[00:59:33] <vsmatck> acidjazz: Google for "mongodb journaling" click first link.
[01:08:54] <acidjazz> vsmatck: it points to the mongodb doc page which does not specify how to check if its on
[01:09:03] <acidjazz> vsmatck: ive clicked every link on the results page
[02:42:39] <warz> can you create an index on a property and put ObjectIds in it? ive got an index on a field, and am putting ObjectIds into it. my queries don't seem to be returning anything, though.
[02:42:53] <warz> and i've got the query params correct, it's just not returning results.
[02:43:10] <warz> (this would result in both an _id index, and another index)
[04:36:07] <circlicious> how do i know if i am running with journaling enabled or not?
[04:41:02] <circlicious> my mongod wont start, this is the error, what should i do, should i repair ? http://pastie.org/private/fstcecyi0solcpxbgoppta i can see the /data/db/journal along with files in it, dunnpo why its happening, ugh
[07:10:49] <lizzin> so i have a db full of collections that consist of info on various business including location(in lat, long),name, address, type of business and a few other misc info
[07:12:09] <lizzin> then the foursquare checkin provides my app with a lat and a long. but this lat and long rarely ever match up 100% with the data in the db. kind of expected...
[07:12:28] <lizzin> but what is a good way to verify that the two locations are the same?
[07:13:30] <lizzin> the best i can come up with is to take the foursquare lat+long then do a near query on the db and then do some sort of funky 'address/name' matching
[07:14:27] <lizzin> what is a better way to do this
[09:28:38] <ron> you are not the boss of me!
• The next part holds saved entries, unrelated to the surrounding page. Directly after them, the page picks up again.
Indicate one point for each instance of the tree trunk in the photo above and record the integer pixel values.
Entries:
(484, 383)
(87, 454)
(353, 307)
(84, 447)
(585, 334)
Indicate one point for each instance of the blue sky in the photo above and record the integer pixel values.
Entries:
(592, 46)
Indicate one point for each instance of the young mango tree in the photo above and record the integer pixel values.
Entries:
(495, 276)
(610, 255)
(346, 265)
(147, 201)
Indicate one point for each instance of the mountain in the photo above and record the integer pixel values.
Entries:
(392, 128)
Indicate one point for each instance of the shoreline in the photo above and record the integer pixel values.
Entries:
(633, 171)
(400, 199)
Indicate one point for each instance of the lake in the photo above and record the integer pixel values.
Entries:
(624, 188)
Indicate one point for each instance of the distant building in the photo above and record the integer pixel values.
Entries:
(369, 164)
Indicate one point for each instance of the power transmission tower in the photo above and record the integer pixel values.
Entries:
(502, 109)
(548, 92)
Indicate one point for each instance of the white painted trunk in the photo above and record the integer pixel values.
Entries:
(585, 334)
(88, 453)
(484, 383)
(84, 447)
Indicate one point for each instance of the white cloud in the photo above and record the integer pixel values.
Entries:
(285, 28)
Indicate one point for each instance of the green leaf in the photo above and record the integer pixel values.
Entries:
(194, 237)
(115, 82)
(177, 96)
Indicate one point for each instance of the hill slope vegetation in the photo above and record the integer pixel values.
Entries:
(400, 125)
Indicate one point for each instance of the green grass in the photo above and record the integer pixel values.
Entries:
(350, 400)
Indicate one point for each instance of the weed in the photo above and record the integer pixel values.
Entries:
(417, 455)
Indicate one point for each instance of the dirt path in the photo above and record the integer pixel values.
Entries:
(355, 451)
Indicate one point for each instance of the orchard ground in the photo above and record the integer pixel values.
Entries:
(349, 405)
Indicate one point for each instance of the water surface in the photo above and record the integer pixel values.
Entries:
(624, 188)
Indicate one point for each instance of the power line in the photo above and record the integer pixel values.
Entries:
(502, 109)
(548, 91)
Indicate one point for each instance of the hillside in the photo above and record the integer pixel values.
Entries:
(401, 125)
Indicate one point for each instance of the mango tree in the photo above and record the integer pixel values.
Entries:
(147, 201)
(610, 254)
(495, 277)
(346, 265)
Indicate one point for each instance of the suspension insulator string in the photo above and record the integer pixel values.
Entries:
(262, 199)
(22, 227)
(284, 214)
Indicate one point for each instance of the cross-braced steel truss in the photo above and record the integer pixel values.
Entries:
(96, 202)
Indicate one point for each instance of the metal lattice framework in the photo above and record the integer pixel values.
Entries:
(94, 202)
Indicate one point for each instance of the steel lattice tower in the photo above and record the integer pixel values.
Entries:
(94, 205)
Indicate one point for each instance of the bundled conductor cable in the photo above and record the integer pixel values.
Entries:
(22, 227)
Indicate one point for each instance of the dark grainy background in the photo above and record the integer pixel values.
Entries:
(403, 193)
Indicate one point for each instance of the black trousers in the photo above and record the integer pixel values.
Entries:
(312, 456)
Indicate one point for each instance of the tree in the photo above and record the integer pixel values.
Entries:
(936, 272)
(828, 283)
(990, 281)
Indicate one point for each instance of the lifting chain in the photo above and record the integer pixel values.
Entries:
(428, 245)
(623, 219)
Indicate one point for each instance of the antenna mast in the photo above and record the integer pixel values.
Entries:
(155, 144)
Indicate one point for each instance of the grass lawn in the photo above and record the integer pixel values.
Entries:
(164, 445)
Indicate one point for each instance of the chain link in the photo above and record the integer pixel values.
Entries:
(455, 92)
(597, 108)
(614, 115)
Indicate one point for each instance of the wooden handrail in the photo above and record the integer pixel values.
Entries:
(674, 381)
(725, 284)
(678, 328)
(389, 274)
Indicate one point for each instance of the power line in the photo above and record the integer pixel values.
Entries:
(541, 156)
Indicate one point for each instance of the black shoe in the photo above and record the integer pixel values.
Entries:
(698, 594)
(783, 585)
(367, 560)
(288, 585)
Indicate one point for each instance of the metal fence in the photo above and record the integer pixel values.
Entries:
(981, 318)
I am the boss of me!
[09:29:54] <remonvv> I think we both know that that's not true.
[09:30:08] <remonvv> Anyone ever had issues with indexes magically disappearing after removeShard?
[09:30:37] <remonvv> or actually..removeShard -> addShard
[09:30:37] <ron> niemeyer: hello, and welcome to #mongodb. we hope you enjoy your stay. if you have any questions, please feel free to address them to the general public in the channel. please come again.
[10:12:24] <_johnny> php was big back then, and rewriting everything just because people prefer ruby now, and then to scala in a few years because whatever, isn't "smart" :P
[11:19:44] <remonvv> Bartzy, working set is your hot data. Hot data in the MongoDB sense is data that is in physical memory due to the OS swapping it in there based on frequent access/MRU.
[11:21:10] <remonvv> Bartzy, the working set isn't really defined per specific timespan. It's all the data MongoDB can keep into physical memory. That's why things like right balancing for large indexes is as important as limiting the amount of hot data you have at any point in time (if possible, which it isn't always)
[11:21:40] <Bartzy> How can I know how much RAM do I need then
[11:21:44] <remonvv> cmex, take a chill pill dude :) C# is not as common as other options. If someone is working with it and is reading this I'm sure they'll respond.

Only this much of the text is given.